著者の本職は分子生物学者だが、昨今最高の美文家の一人でもある。本書でもその才能はいかんなく発揮され、「ニューヨークの振動」という文章の冒頭などは、一篇の詩として自立して余りあるほどである。本書は絵を見る目においても才能をもつ著者が、フェルメールの絵を鑑賞するためにオランダ、米国、フランス、英国、ドイツ、オーストリアを4年間かけて巡った美術紀行だ。

それぞれの場所で顕微鏡の父レーウェンフック、細菌学者の野口英世、数学者のガロア、生化学者のシェーンハイマーなど、著者の先達である科学者たちに思いを馳せ、思索を深めていく。たとえば、著者は『レースを編む女』の精密で幾何学的な構図と、世界を記述しようとする『天文学者』の間に数学という共通項を読みだす。

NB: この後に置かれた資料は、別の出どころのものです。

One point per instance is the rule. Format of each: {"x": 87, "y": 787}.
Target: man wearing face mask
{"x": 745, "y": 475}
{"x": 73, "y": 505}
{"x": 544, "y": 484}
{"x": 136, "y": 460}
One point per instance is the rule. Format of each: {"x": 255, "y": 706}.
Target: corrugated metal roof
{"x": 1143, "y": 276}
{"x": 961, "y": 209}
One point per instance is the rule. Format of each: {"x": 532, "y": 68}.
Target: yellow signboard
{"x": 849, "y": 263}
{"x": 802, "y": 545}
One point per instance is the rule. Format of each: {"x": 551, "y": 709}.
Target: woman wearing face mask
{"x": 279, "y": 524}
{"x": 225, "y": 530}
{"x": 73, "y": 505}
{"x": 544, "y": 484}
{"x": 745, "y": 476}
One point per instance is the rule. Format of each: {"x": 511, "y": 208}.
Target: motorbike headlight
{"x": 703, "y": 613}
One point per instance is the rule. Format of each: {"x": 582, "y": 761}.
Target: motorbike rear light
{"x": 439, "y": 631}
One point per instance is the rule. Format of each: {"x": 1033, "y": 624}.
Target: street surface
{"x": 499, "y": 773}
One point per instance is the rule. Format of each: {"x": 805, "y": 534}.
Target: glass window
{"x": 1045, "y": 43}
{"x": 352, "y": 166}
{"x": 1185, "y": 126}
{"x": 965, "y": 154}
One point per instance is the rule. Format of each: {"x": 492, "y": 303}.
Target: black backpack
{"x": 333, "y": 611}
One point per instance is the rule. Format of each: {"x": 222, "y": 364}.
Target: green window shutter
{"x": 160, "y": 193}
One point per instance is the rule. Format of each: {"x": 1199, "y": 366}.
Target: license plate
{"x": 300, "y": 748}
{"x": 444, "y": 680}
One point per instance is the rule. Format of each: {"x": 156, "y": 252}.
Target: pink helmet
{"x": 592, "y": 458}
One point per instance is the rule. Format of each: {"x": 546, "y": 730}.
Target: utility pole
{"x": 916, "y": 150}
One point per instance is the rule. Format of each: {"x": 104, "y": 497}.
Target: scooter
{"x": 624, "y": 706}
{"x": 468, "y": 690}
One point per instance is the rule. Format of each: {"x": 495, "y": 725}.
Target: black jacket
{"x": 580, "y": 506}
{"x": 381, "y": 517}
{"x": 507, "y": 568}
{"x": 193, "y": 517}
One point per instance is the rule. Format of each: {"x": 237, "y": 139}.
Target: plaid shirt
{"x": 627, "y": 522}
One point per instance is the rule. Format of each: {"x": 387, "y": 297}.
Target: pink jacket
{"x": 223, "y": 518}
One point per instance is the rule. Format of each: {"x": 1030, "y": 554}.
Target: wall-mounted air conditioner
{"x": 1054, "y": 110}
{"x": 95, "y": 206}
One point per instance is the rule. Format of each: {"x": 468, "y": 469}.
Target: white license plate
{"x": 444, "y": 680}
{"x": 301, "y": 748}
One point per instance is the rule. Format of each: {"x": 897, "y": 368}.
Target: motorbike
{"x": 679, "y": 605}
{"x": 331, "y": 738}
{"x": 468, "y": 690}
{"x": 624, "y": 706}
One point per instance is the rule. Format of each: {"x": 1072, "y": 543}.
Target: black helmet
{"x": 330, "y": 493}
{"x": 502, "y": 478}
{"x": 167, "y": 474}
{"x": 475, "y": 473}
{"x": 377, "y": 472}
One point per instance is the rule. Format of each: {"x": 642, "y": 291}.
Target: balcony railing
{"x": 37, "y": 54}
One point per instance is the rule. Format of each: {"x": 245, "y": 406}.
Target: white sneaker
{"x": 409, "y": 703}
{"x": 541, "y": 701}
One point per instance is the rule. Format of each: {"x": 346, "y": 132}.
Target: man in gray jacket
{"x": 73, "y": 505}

フェルメールの静謐さがもたらす美しさと正確さは、数学という秩序だけが放つ美しさと重なると見るのだ。

フェルメールがカメラ・オブスクーラという光学装置を使って絵を描いていたことは良く知られているが、そのような画法や構図だけにこだわるのではなく、描かれているテーマや物体にも目を配っていて隙がない。旅行計画も緻密で、女王が夏休みで不在のときだけに立ち入ることができるバッキンガム宮殿も訪れている。そこでは王室キュレータに伴われて『音楽の稽古』を鑑賞するのだ。

ところで、第1章の前に昆虫の足のスケッチがポツンと掲載されているページがある。著者がロンドンの王立協会で発見したレーウェンフック手稿に挟み込まれていた観察画だ。最終章ではその観察画について著者の驚くべき仮説が展開されることになる。

額の立体感や展示壁の質感にまでこだわって撮影された素晴らしい写真が本書の価値を高めていることを付け加えておきたい。